7 thoughts on “Running in (or from?) Iowa

  1. I am a fan of both authors and have read both the books you have cited, but i felt that volf was a bad unfair with neibuhr. As a neo-ana-baptist I feel that volf can be a little light in “resist the powers”, though he is attacked more in the area of eventual judgment, perhaps they are two sides of the same coin. They represent a sometimes more jaundiced view of fulfilling your (1) and (2), though maybe I’m not sure what a matter of faith is.

    It is interesting seeing the Chinese students that come to the US and their moral purity, it says something that their State has draconian laws on getting a girl pregnant (goto prison) or removing “reality” television (this week). Are moral virtues a matter of faith? vs say democracy?

    ..and yet, David Goldstein’s Book “How Civilizations Die, (And Why Islam Is Dying Too)” points out demographically that only the US and Israel as industrial powers actually have a birthrate that is above 2 (Iran is about 1.2, and Turkey is about 1.05 by comparison), he posits that this is a spiritual issue

    “individual human existence looks forward to the continuation of the culture that nurtures, sustains, and transmits our contribution to future generations. Culture is the stuff out of which we weave the hope of immortality—not merely through genetic transmission but through inter-generational communication.”

    He further points out that in the US, practicing Christians and Jews have children and atheists/agnostics by comparison do not.

    I agree with Volf on human flourishing, but i’d abstract it in the manner that it is done in 2 Peter, if there is no Coming/Resurrection/immortality then there is only me in the here and now, and I rather have a porche then a kid (who will cost me $220,000 according to the Dept of Commerce through age 17). This immortality/judgment extends beyond Christiandom, into Judaism and Hinduism and the male half of Islam (the women are sex toys in eternity).

    This is Volf’s limitation, and as much as I love him as well, his mentor Moltmann. Flourishing must integrate “resist” and “judgment”.

    • I would have liked a more indepth critique of Niebuhr than what Volf offers.

      His prophetic side might answer some of the short-comings you sight; but I agree that the judgment issue is absent. One might argue, however, that his point is not that this the vision for human flourshing becomes the Christian message; he puts forth the smaller claim that, given what the message is, this is how we should conduct ourselves and contribute toward the good in a pluralist situation.

      • I was unfair. It has been awhile since i read the book, prompted I now remember, it was set i plurality. But it prompts my next question, how does one then get to the point of knowing that this is the model (or best) form for human flourishing? [Oden like, I am going to sidestep exclusivity with respect to Judaism for the moment]
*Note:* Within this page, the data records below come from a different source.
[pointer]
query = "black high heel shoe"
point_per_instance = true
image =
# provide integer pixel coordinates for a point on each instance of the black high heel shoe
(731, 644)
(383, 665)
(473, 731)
        You had mentioned preaching in your original posting, and you know how much I question this, last week Pastor Vern and I were discussing preaching, and my point was that the preaching integrated signs and symbols, it did not stand alone. Going beyond the miraculous for this discussion, Paul created a sign by mending tents, the death of the Apostles was testimony/symbol as well.

        What would be a sign or symbol that we have the best meta narrative?

  2. I think a significant sign or symbol that we have the best metanarrative would be, quite simply, healthy lives lived in healthy communities grounded in faith, hope, and love. If we walked the walk as much as we try to talk the talk, more people might believe us, because they believe what they see. As far as I’m concerned, that’s the “sign of the kingdom” that we as the Church don’t manage to perform for a watching world.

    • That is Volf’s contention–that we offer the most compelling vision of the good life, not necessarily the “best” narrative. One might reject the narrative, especially in a pluralist context, but the vision of flourishing should commend itself. It is then the task of more traditionally conceived evangelism/apologetics to move interested persons to the saving narrative. We have too easily attempted the latter detached from the former.